Unemployment and public debt predicted to remain very high
PUBLIC DEBT AND unemployment are likely to remain very high, and problems in the financial sector will persist for some years to come, making for the most hostile environment for monetary policy since the 1970s, a conference in Dublin was told at the weekend.
Stefan Gerlach, deputy governor of the Central Bank, said central banks would in the future attach much greater significance to the state of the financial system than they did prior to the financial crisis.
He told the 44th annual Money, Macro and Finance Conference in Trinity College that the experiences of the past decade suggest that the ability of financial regulators and supervisors to prevent excessive risk-taking in the financial sector was limited.
“A particular worry is that it can be overwhelmed by a virtual explosion of financial activity if interest rates are reduced to very low levels, as central banks will be required to do from time to time for price stability reasons.”
He said that in the future monetary policymakers would be concerned that macro-prudential policies may be inadequate, in particular if interest rates have to be reduced to low levels for macro-economic reasons.
“But they will not lean against the wind except in rate circumstances. Instead they will press for macro-prudential policy action.”
Mr Gerlach also said that central banks would have to think in innovative ways about how to interact with money markets.
But much would also remain the same, he said. “Central banks will continue to focus on stabilising inflation rates at the same low levels as before the crisis, although perhaps some central banks with explicit inflation targeting may adopt a longer time horizon for policy, effectively targeting an average inflation rate. And movements in short-term interest rates will once again be the main tool of monetary policy.”

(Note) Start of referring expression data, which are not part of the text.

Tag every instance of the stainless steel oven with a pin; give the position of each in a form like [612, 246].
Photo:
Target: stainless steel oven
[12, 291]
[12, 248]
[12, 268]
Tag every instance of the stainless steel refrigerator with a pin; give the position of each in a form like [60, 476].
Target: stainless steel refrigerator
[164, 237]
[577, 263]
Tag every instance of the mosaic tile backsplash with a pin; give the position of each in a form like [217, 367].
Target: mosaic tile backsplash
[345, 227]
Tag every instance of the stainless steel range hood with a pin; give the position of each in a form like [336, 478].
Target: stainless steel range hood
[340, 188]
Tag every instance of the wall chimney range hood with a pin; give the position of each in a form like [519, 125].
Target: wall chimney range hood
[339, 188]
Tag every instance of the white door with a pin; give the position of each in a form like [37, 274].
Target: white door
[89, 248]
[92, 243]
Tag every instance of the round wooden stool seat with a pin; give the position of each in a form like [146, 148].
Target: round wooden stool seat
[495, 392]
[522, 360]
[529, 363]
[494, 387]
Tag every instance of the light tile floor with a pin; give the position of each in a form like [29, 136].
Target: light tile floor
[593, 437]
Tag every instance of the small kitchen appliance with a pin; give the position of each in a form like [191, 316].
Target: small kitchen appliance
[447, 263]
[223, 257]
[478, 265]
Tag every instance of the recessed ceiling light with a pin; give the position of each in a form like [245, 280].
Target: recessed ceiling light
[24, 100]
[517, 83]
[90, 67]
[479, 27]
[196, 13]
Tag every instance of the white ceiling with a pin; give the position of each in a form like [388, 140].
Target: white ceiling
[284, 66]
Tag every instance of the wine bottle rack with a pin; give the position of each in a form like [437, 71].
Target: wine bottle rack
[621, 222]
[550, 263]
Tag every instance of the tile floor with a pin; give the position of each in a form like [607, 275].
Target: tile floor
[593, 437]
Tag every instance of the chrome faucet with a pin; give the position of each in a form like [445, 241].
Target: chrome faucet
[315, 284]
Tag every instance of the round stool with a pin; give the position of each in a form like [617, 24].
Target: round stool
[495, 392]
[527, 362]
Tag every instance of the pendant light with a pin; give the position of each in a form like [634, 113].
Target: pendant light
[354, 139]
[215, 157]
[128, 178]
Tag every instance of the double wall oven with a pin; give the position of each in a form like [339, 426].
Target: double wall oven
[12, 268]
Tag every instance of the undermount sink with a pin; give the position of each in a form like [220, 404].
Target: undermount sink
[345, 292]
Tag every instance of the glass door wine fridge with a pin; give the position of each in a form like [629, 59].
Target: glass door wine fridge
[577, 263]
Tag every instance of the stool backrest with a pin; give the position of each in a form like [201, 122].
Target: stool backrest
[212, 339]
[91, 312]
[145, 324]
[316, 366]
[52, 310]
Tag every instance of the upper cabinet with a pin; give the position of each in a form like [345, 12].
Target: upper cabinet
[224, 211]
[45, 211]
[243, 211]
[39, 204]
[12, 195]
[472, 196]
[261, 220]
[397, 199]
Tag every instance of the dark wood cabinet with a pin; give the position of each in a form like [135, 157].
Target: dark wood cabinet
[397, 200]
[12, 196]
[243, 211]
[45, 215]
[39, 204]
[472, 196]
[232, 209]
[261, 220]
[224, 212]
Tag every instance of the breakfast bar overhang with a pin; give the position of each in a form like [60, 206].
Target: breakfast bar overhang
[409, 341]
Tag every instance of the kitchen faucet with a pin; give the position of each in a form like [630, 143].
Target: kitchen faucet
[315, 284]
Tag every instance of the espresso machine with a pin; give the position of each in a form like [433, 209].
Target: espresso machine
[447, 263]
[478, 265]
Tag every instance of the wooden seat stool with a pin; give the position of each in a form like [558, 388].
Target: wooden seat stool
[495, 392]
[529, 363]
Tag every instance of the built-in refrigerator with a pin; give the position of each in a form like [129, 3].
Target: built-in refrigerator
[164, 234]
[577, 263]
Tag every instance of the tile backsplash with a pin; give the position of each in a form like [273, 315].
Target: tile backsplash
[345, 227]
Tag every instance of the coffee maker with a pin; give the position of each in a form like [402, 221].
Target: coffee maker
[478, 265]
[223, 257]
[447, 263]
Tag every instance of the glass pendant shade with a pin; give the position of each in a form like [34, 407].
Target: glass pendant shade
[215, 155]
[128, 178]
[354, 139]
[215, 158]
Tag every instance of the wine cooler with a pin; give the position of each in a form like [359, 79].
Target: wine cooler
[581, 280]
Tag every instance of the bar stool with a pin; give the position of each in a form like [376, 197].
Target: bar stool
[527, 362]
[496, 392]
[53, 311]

Spencer Dale, chief economist with the Bank of England and a member of its monetary policy committee, said a key limit to the use of monetary policy as a stabilisation tool was uncertainty and ignorance as to how it works. “Beware of confident economists,” he told the conference.
He said a defining feature of the UK economy since the financial crisis was how persistent weakness in output had been accompanied by a long-lasting period of weak productivity growth, suggesting that the supply capacity of the economy may have been impaired. This made judging the appropriate policy response to a slowdown in output growth far more complicated.
“The Pavlovian-like response of some commentators to calls for more monetary stimulus each time they observe weak output growth is not sensible.”
He said the job of the Bank of England was to hit an inflation target, not a growth target.
Given the strong headwinds that have faced the economy, weak growth did not imply that monetary policy actions had been ineffective, as some commentators had claimed. Without the actions that had been taken he had little doubt but that the UK economy would be in a far worse state. However, prolonged monetary accommodation came with potential costs and risks.